Secondly, there is a teaming population of Ghanaians who are unemployed. Like the American example, startup companies could spring up and create several jobs if research findings are commercialized through technology transfer or by licensing innovation. The aggregate effect will be an immense improvement in Ghana’s economy.
Lastly, an indicator of the quality of life according to the World Health Organization includes a person’s physical environment, recreation and leisure. Commercializing innovation would lead to the local production of many of the items that we import to improve our quality of life.
Barriers to commercializing research results
Ghana can manufacture many of the items it imports which have put our economy on a very fragile footing. I will not bore you with economic indicators in which show Ghana has always been at the negative end of the exchange. After a careful observation, I find the following three barriers to commercialization of research in Ghana.
First, I sought to find out whether there was a conscious effort to commercialize research in Ghana by our research institutions. As opposed to the western institutions of higher learning where one could find Office of Technology Transfer in every tertiary institution, I found very few of such units for commercializing research findings in similar institutions in Ghana. Some of these were also shrouded in other activities making it difficult to tell whether they really mean to commercialize their results, after spending millions of Cedis and sometimes Dollars to conduct research.

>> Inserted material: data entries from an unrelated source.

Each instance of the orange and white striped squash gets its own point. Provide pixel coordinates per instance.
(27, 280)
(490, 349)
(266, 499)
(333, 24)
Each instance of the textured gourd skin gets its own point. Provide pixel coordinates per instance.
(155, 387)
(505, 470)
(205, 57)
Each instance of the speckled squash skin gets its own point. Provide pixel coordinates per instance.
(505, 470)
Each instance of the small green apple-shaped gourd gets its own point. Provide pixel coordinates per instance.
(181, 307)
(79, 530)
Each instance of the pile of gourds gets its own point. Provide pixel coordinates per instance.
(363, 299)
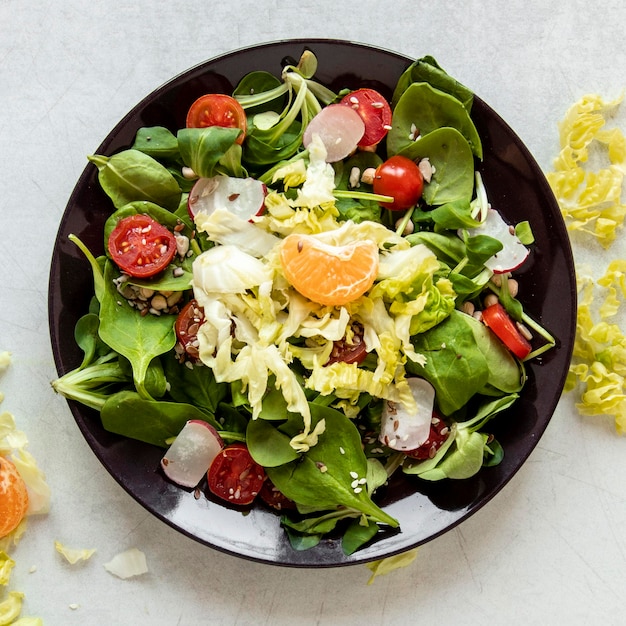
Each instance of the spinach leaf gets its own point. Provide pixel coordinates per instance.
(322, 478)
(428, 109)
(157, 142)
(202, 149)
(138, 338)
(132, 175)
(357, 535)
(263, 89)
(504, 371)
(454, 215)
(455, 365)
(152, 421)
(427, 70)
(267, 445)
(463, 460)
(451, 155)
(195, 385)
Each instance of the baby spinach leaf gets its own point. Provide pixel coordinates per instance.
(463, 460)
(267, 445)
(132, 175)
(152, 421)
(260, 91)
(451, 155)
(428, 109)
(157, 142)
(138, 338)
(195, 385)
(357, 535)
(322, 478)
(201, 149)
(454, 215)
(505, 373)
(455, 366)
(427, 70)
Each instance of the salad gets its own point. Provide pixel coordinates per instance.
(304, 291)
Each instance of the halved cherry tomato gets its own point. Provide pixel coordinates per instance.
(399, 177)
(217, 109)
(496, 317)
(140, 246)
(374, 111)
(439, 432)
(235, 476)
(186, 326)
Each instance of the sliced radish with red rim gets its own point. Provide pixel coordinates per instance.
(244, 197)
(513, 253)
(340, 129)
(191, 454)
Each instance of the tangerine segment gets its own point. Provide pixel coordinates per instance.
(13, 497)
(327, 274)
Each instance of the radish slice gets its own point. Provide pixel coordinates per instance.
(401, 430)
(513, 253)
(339, 127)
(244, 197)
(191, 453)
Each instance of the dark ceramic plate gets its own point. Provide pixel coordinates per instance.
(516, 186)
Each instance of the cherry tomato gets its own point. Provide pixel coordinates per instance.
(439, 432)
(217, 109)
(349, 352)
(496, 317)
(140, 246)
(235, 476)
(374, 111)
(399, 177)
(186, 326)
(274, 498)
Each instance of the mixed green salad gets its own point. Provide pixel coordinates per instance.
(303, 292)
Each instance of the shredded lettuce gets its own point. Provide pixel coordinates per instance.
(598, 368)
(588, 180)
(74, 555)
(590, 199)
(252, 316)
(126, 564)
(13, 443)
(391, 563)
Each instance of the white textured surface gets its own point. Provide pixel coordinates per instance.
(551, 548)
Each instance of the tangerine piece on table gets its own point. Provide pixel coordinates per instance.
(13, 497)
(327, 274)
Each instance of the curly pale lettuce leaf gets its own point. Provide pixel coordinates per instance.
(390, 564)
(598, 368)
(590, 199)
(127, 564)
(73, 555)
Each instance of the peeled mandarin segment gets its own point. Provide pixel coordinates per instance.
(13, 497)
(326, 274)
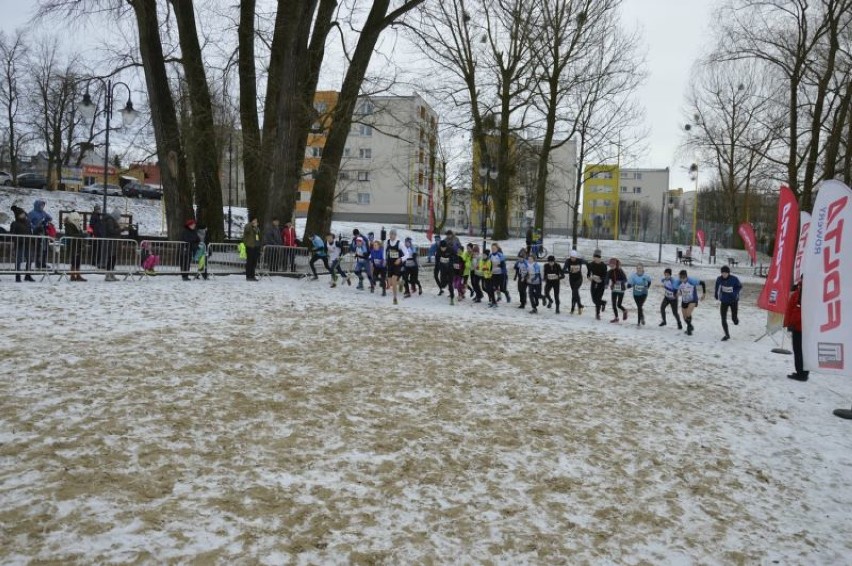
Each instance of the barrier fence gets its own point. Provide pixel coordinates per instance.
(69, 257)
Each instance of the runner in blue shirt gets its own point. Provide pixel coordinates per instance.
(728, 293)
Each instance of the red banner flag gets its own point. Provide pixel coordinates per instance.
(701, 240)
(776, 290)
(804, 228)
(746, 232)
(827, 285)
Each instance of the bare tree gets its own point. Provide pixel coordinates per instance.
(13, 51)
(798, 41)
(734, 127)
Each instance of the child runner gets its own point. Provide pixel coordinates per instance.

Moreover, although the Council for Scientific and Industrial Research incorporated commercialization of research findings in 1996, implementation started in 2003. Clearly Ghana has not taken this concept seriously.

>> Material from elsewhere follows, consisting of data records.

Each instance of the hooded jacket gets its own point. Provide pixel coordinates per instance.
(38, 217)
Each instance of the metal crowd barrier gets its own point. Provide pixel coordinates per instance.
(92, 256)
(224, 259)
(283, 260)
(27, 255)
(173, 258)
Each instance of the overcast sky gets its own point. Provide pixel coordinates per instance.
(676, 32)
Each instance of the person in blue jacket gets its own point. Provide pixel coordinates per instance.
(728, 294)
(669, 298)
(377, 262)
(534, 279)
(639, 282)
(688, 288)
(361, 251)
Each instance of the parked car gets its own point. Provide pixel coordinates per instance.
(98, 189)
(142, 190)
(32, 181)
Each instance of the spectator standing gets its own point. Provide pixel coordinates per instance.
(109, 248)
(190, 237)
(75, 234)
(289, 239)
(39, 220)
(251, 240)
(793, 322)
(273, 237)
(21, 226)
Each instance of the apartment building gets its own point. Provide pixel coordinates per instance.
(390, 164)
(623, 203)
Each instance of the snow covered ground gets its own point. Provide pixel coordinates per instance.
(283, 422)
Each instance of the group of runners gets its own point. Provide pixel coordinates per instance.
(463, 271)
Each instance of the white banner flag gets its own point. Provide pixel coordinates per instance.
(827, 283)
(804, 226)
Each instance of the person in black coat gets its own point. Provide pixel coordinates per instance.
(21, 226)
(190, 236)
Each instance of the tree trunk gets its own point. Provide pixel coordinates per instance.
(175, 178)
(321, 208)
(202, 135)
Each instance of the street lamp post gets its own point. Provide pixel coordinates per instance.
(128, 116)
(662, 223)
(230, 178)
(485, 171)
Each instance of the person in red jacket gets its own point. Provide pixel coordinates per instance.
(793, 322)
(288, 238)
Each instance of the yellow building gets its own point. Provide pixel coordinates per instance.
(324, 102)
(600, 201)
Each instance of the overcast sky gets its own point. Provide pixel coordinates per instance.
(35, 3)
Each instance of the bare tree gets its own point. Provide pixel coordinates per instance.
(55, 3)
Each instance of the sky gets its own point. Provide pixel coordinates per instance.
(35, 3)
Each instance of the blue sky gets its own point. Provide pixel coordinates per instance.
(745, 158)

However I commend the University of Ghana and the Ghana Atomic Energy Commission for clearly establishing the Office of Research Innovation and Development (ORID), and Technology Transfer and Marketing Centre (TTMC) respectively. Though late, these clearly show their institutions interest in technology transfer. Another success story is the commercialization drive by the Centre for Plant Medicine Research which started in the year 2000, by partnering industry and yielding good results.
Commercial viability of research
A critical question is, how many of the volumes of research carried out in our institutions are commercially viable, and how apt are we to leverage on the few that are commercially viable? The time has come for research institutions to tailor scientific research in a manner that would lead to marketable innovations i.e. demand driven research.
Handling issues of Intellectual Property
The issue of Intellectual Property has always been a thorny one in most innovation commercialization which if not handled well could utterly kill the innovation.
From experience, the reason why many contractual agreements involving the transfer of technology die prematurely, and why the few struggle with financial royalty, is due to fundamental errors as to who owns an innovation.
With all that has been said above, it is clear that our institutions must take advantage of government’s decision to dedicate 1% of GDP to research, and generate adequate returns by commercializing some of their findings.